Mike Evans Sees More Diverse Role in Bucs' New Offense

Tampa Bay's record-setting 10th-year receiver feels energized by the team's new offensive scheme, which he believes will move him around the formation more than ever and greatly increase the variety of his routes


Early in his NFL career, Tampa Bay Buccaneers wide receiver Mike Evans sought some perspective from fellow Galveston, Texas native Casey Hampton, the Pittsburgh Steelers' five-time Pro Bowl nose tackle. Hampton's 12-year playing career ended two years before Evans hit the NFL in 2014 as the seventh overall pick in the draft, and the former Texas A&M star wanted to know what adjusting to the NFL would be like. Hampton told him that he would find more success year by year as the game slowed down for him to a degree he probably wouldn't believe.
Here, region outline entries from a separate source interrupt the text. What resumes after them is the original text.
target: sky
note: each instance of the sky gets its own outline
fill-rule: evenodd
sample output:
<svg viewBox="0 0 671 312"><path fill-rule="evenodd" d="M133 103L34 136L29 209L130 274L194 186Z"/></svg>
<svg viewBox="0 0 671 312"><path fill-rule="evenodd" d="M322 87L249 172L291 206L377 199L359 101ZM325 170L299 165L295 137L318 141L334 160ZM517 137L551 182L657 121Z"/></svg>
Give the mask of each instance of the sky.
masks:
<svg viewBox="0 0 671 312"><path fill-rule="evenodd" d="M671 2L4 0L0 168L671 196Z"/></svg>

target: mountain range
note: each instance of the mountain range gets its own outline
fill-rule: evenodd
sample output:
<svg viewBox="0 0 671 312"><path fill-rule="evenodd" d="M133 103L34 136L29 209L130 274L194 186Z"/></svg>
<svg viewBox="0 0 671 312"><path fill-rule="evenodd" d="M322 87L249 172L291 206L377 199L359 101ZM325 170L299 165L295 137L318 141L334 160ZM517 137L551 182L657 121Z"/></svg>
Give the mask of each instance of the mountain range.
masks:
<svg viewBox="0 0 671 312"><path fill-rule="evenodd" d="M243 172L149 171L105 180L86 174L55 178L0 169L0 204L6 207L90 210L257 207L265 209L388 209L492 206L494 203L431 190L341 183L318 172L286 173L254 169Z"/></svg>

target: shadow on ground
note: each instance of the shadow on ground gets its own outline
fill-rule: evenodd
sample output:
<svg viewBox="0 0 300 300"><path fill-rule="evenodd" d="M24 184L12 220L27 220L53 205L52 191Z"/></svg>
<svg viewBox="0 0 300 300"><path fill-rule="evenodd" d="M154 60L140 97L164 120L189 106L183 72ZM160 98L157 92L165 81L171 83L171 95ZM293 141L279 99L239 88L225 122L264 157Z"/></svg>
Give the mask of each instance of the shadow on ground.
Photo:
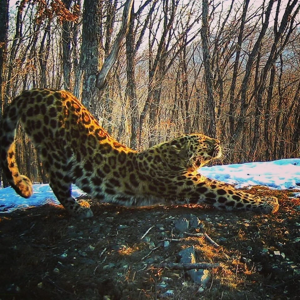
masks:
<svg viewBox="0 0 300 300"><path fill-rule="evenodd" d="M0 299L298 299L300 200L292 192L252 188L278 197L272 215L92 200L94 217L84 221L49 205L2 213ZM177 229L191 216L198 226ZM192 246L197 262L219 264L204 289L186 270L162 267Z"/></svg>

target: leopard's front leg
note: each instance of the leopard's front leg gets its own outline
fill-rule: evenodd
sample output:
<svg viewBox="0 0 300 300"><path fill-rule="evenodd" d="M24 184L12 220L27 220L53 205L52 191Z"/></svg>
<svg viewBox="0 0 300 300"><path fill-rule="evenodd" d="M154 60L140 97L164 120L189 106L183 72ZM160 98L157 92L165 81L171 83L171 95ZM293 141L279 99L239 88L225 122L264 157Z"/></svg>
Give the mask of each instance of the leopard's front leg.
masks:
<svg viewBox="0 0 300 300"><path fill-rule="evenodd" d="M279 204L272 196L260 198L235 188L225 183L201 175L195 182L192 194L194 199L195 192L198 194L198 203L204 203L225 210L245 210L256 213L276 212ZM194 201L190 202L195 203Z"/></svg>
"And each year it happened," said Evans on the seventh day of the Buccaneers' 2023 training camp, sounding a bit incredulous. "I swear, the game slows down for me, I'm able to make adjustments during the game. It's been cool. It comes with playing the game a lot and getting that experience."

That's as good an explanation as any as to how Evans has been so historically consistent in his career, which is now entering its 10th season. Famously, he's the first player in NFL history to surpass 1,000 yards in each of his first nine seasons, and if he makes it 10 this year he'll tie his boyhood idol, Randy Moss, for second on that list at any point in a player's career, behind only Jerry Rice.

Evans is a decade into his career but still only 29, and he says he feels better physically than he did in his early seasons as he has continued to learn new lessons as how to maintain his body. What's particularly nice for Evans on the cusp of season number 10 is that he's also energized by the new offense being installed by first-year coordinator Dave Canales. Evans has rampaged through some of the Bucs' early camp practices, which is not anything particularly new, but what is new is how he's getting that production.

"I love what Dave has brought, a different type of energy," said Evans. "He's a real interesting guy, really fun to be around. In the past, I've been moved around a lot, but in this offense I'm going to be moved around even more, so it will be harder to get a double-team on me. I'm looking forward to seeing what we are able to do this year."

Last season, saw 75% of his snaps split out wide, with about 53% of his routes coming from the right side of the offense. He also only went in motion before routes 17 times all of last season, so perhaps some of these new instances of being "moved around" will come before the snap. Compare that to teammate Chris Godwin, whose 124 routes after motion ranked second in the entire NFL to the Lions' Amon-Ra St. Brown. Plus, Canales has introduced some new wrinkles for his receivers that Evans has flat-out never encountered before, which is obviously a surprising development this far into his career.

"I'm moved all over the place," Evans reiterated. "Everybody has the same plays pretty much, it's just when to call them, they're called different things. But there's a few different routes I've never seen before and I look forward to running some of these different routes. It's going to be hard to stop some of these routes."

In 2022, Evans ran a total of 615 routes, and over 70% of them were either ins, outs, hitches or goes. He only ran a slant on 7.6% of his routes, and only was used on crossers on 3.7% of them. While Godwin was a frequent screen target, that accounted for only 3.1% of Evans' routes. Evans is looking forward to more variety in 2023, because he believes he can make an impact on every type of route. (All stats courtesy of NFL Next Gen Stats.)

"I'm going to be in more positions to get the ball, and that's what I want as a competitor, as a guy with my skillset," he said. "I want to be able to do everything. I don't want to be limited to just deep in-cuts, deep outs and go balls. I want to be able to do everything, because that's what I can do."